The famous words from a Sunday School song come to mind with an alternative meaning for me these days. With oil prices surging, the impacts to my daily life are high on my list of things to ponder, and it’s not just about gas for my car.
Our lifestyles revolve around oil and there are a lot more consumer items to be considered beyond fuel for our automobiles. The Ranken Energy Corporation website states, “Americans consume petroleum products at a rate of three-and-a-half gallons of oil and more than 250 cubic feet of natural gas per day each!” But, as many of us know, petroleum is not just used for fuel.” Ranken’s website says that “Petroleum and petroleum by-products are a vital part of our transportation system and our daily lives. Even those who might argue we use bicycles for our personal transportation fail to recognize that parts of the modern bicycle are made from petroleum by-products and fossil fuel energy was likely used to create the frame, wheels, and chain. Click to see a few products made from hydrocarbons. Our modern lives cannot be lived without using products that have been manufactured with fossil fuels (even a toothbrush) and/or were created with energy provided by fossil fuels.”
Ranken Energy Corporation’s list includes things like: aspirin shampoo, wax, toothpaste, crayons, shaving cream, soft contact lenses, fertilizers, anything polyester and nylon, and so much more. Another good list is offered by PBS via a pdf file showing a plethora of products one doesn’t normally think of when contemplating our oil consumption.
So, not only are we seeing prices in corn, cotton, sugar, soy beans, and other food products going up (see many of my earlier posts for details on that), but now many of our other household products.

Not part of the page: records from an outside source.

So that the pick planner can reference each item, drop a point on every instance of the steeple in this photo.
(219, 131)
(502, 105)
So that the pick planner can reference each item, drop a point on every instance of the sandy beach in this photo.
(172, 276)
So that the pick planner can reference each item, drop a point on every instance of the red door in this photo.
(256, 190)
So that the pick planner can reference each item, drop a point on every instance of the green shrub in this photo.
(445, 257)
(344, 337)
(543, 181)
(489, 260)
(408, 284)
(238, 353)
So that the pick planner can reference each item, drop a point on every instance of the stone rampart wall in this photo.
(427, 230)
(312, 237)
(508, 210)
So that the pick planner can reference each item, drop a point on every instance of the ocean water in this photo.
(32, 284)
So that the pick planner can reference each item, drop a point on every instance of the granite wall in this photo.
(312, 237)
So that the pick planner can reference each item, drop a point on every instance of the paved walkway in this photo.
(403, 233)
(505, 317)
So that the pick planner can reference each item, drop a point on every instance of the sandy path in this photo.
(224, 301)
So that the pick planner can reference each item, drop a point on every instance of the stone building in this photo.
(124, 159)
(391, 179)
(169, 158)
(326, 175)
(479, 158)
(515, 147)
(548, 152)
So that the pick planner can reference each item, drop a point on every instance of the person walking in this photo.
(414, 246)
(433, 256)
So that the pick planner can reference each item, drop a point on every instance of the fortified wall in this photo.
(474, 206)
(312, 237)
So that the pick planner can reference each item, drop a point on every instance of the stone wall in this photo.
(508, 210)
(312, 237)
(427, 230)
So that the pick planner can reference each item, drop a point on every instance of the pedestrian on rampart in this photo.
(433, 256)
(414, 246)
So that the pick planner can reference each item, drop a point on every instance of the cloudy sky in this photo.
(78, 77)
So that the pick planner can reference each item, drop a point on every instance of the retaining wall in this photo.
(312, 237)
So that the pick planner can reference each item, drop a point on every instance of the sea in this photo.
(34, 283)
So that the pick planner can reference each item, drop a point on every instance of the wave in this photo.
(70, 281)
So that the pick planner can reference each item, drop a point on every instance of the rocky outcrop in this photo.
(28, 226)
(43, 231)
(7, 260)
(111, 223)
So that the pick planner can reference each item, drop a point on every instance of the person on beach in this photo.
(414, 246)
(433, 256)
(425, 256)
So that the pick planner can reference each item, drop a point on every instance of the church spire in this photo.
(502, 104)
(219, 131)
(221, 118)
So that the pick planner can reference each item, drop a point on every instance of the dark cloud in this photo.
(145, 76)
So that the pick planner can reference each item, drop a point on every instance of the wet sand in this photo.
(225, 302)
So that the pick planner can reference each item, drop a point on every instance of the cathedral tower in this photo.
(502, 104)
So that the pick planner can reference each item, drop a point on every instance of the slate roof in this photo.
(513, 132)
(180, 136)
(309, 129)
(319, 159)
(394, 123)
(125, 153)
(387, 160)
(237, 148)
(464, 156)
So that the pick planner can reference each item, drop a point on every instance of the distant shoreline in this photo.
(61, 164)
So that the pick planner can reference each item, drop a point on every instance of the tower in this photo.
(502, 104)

A February 24th, 2011 New York post article by Paul Tharp titled Crude Crisis Sparks Rapid-fire Price Hikes states, “Consumers should brace for other hikes as they purchase the more than 6,000 daily products derived from petroleum, ranging from gym gear and iPhone cases to fertilizers and lipsticks.” He goes on to say that “Atlas Corp. has raised the price of roofing and exterior building products by 10 percent until June, when they will raise them another 12 percent. Building products are also squeezed by slow sales due to the housing recession.” So that adds up to a total 22% in rate hikes by summer for those building products!

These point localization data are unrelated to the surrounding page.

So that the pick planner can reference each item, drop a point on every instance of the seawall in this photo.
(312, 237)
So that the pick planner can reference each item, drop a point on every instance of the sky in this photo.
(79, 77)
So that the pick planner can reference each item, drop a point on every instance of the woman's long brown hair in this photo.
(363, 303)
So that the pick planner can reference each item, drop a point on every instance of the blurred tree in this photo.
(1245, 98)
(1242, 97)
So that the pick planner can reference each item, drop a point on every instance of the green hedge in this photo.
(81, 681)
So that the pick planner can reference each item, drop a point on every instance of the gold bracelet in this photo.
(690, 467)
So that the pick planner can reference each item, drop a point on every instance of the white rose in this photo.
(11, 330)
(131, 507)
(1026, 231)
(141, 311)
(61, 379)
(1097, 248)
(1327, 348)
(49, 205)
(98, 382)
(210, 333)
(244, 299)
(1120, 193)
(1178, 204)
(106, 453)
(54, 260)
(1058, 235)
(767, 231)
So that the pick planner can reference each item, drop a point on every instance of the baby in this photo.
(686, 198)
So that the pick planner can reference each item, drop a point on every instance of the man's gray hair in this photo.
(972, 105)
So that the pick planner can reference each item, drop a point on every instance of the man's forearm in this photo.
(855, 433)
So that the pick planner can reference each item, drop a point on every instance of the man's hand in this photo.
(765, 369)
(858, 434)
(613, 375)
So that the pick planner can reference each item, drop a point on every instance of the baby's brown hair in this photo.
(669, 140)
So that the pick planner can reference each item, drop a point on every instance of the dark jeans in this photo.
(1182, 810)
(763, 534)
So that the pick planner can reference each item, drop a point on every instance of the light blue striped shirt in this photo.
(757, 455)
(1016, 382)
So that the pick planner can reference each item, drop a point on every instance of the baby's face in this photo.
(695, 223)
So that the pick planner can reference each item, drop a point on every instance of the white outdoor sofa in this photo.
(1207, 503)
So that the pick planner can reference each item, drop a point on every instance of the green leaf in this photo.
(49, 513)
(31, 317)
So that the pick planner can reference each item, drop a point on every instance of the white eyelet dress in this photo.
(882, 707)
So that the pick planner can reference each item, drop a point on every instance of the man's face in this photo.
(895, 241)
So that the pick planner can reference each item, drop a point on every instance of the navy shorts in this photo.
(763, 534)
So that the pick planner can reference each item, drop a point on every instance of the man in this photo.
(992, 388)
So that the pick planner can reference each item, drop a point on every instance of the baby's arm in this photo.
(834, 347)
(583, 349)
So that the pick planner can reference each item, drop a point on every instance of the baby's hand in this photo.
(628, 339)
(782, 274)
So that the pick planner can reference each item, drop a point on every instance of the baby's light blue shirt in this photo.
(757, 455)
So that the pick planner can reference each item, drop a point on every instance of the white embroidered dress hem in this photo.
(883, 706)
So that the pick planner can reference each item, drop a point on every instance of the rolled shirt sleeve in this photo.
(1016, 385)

“Analysts believe gas pumps here are in store for at least a 25-cent-a-gallon jump by the weekend. That's due to the sharp 30-cent-a-gallon spike in the past three weeks in wholesale gasoline, which settled here yesterday at $2.7167 a gallon, the first flat day in more than a week.”
An MSNBC article by John Schoen points out that the turmoil in the East will wreak havoc in our wallet. He writes, “Every extra dollar consumers and businesses have to spend on oil takes another little bite out of economic growth.” The article goes on to say, “Oil price hikes also depress economic growth by raising the cost of raw materials made from petroleum — everything from asphalt to plastics. Higher jet fuel prices put pressure on airlines to raise ticket prices. Higher diesel fuel prices drive up the cost of shipping and construction.”

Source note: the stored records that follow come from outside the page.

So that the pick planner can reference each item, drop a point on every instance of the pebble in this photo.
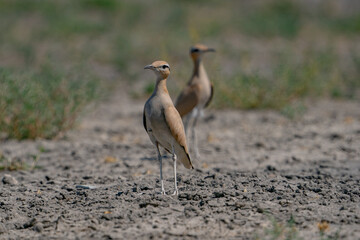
(8, 179)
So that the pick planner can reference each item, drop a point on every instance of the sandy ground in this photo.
(256, 167)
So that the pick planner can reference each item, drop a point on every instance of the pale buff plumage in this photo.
(163, 123)
(198, 92)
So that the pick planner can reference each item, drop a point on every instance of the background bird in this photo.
(163, 123)
(197, 94)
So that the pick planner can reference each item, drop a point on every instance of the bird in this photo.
(163, 123)
(197, 94)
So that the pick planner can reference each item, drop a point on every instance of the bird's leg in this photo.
(161, 179)
(196, 150)
(176, 192)
(186, 122)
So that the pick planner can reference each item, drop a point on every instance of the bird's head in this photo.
(160, 68)
(197, 51)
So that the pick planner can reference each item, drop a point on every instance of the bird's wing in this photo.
(188, 99)
(175, 124)
(211, 96)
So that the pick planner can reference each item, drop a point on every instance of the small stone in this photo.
(38, 227)
(86, 187)
(8, 179)
(30, 223)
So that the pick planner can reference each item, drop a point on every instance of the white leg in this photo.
(196, 150)
(186, 122)
(176, 192)
(161, 179)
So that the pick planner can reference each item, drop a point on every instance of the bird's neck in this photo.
(198, 67)
(160, 86)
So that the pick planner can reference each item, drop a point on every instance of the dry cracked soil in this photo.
(258, 172)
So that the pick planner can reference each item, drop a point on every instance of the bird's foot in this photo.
(197, 154)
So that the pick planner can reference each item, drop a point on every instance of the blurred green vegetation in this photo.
(42, 104)
(270, 54)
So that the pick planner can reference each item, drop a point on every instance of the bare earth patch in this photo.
(102, 180)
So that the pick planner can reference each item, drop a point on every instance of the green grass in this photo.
(315, 76)
(279, 52)
(42, 104)
(275, 18)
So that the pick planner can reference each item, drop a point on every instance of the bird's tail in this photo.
(184, 157)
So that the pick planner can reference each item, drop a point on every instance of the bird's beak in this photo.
(149, 67)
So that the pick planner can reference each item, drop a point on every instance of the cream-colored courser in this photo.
(163, 123)
(197, 94)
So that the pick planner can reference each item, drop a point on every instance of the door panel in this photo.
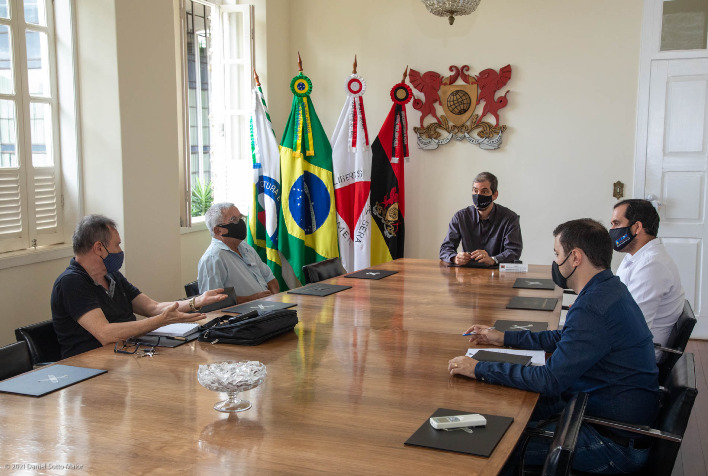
(676, 168)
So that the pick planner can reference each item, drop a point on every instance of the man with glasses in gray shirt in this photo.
(490, 233)
(230, 261)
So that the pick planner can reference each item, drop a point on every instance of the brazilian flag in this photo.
(307, 231)
(264, 216)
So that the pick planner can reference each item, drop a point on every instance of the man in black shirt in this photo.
(94, 305)
(490, 233)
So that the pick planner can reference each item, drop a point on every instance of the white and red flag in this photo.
(351, 161)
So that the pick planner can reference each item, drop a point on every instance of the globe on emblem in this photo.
(459, 102)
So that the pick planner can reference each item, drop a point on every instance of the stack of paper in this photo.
(175, 330)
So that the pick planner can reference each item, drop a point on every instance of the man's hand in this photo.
(462, 257)
(171, 315)
(462, 365)
(210, 297)
(481, 256)
(485, 335)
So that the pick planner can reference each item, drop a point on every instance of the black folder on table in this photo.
(47, 379)
(371, 274)
(480, 442)
(534, 304)
(530, 283)
(491, 356)
(319, 289)
(473, 264)
(263, 306)
(504, 325)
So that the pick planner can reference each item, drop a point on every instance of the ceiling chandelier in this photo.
(451, 8)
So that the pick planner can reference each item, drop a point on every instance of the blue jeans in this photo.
(594, 453)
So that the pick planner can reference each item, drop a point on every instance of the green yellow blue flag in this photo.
(307, 230)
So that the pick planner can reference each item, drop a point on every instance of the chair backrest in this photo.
(678, 339)
(326, 269)
(42, 342)
(14, 360)
(673, 417)
(560, 455)
(192, 289)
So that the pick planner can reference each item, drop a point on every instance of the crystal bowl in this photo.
(232, 377)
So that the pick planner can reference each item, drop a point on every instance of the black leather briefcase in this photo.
(251, 328)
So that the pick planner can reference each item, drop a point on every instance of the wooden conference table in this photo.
(362, 371)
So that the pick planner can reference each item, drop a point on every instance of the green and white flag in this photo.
(263, 217)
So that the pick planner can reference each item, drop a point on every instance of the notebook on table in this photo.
(491, 356)
(263, 306)
(47, 379)
(479, 441)
(504, 325)
(371, 274)
(473, 264)
(533, 304)
(319, 289)
(530, 283)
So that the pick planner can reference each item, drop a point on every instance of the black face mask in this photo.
(481, 202)
(558, 278)
(235, 230)
(621, 237)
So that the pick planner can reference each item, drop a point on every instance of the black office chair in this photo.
(667, 431)
(42, 342)
(192, 289)
(676, 345)
(316, 272)
(14, 360)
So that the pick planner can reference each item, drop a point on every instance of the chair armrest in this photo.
(667, 349)
(638, 429)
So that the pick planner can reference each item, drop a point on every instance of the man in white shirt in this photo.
(230, 261)
(648, 271)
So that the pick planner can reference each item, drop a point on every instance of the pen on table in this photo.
(474, 333)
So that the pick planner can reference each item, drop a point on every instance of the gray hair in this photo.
(214, 215)
(488, 177)
(89, 230)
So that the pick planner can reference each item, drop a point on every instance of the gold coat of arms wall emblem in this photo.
(459, 102)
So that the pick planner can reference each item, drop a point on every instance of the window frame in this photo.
(66, 137)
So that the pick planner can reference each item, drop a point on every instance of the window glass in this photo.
(684, 25)
(38, 63)
(35, 12)
(8, 135)
(6, 76)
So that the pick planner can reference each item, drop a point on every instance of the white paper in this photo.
(179, 329)
(538, 357)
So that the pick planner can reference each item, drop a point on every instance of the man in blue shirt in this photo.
(230, 261)
(604, 349)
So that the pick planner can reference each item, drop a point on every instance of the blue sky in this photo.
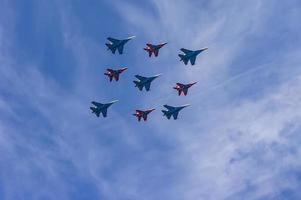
(240, 139)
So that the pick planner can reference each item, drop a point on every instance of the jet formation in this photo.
(142, 114)
(141, 82)
(144, 82)
(114, 44)
(114, 73)
(101, 108)
(153, 49)
(190, 55)
(183, 88)
(173, 111)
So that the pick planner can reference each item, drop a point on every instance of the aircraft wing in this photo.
(147, 86)
(192, 60)
(186, 51)
(169, 107)
(156, 52)
(175, 115)
(116, 76)
(113, 49)
(110, 70)
(104, 112)
(120, 49)
(141, 78)
(185, 90)
(113, 40)
(149, 45)
(97, 104)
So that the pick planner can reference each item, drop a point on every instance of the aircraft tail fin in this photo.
(95, 110)
(138, 84)
(166, 113)
(183, 58)
(109, 45)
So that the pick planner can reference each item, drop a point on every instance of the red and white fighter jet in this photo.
(151, 48)
(142, 114)
(183, 87)
(111, 73)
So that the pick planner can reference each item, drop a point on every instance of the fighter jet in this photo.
(101, 108)
(190, 55)
(111, 73)
(142, 114)
(144, 81)
(172, 111)
(151, 48)
(183, 87)
(114, 44)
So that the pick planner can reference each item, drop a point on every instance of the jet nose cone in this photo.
(114, 101)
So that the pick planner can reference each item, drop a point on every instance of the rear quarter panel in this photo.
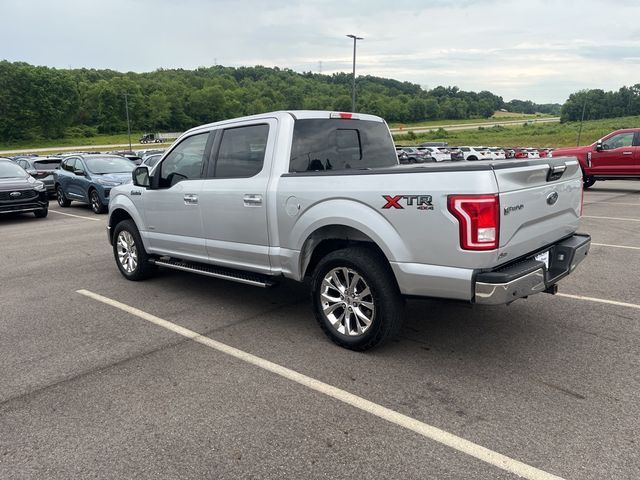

He quotes the Agriculture Department warning: “… that U.S. consumers should brace for rising food costs this year as higher commodity and energy prices make their way to store shelves. Food prices are forecast to rise a sharp 3.5 percent this year — nearly double the overall inflation rate — with most of those increases coming in the second half of the year.”
Well, I’ve seen prices going up already.
And, think about this. The MSNBC article says “That puts the Fed in a difficult position if the U.S. economic recovery begins to stumble under the weight of higher food and energy prices.”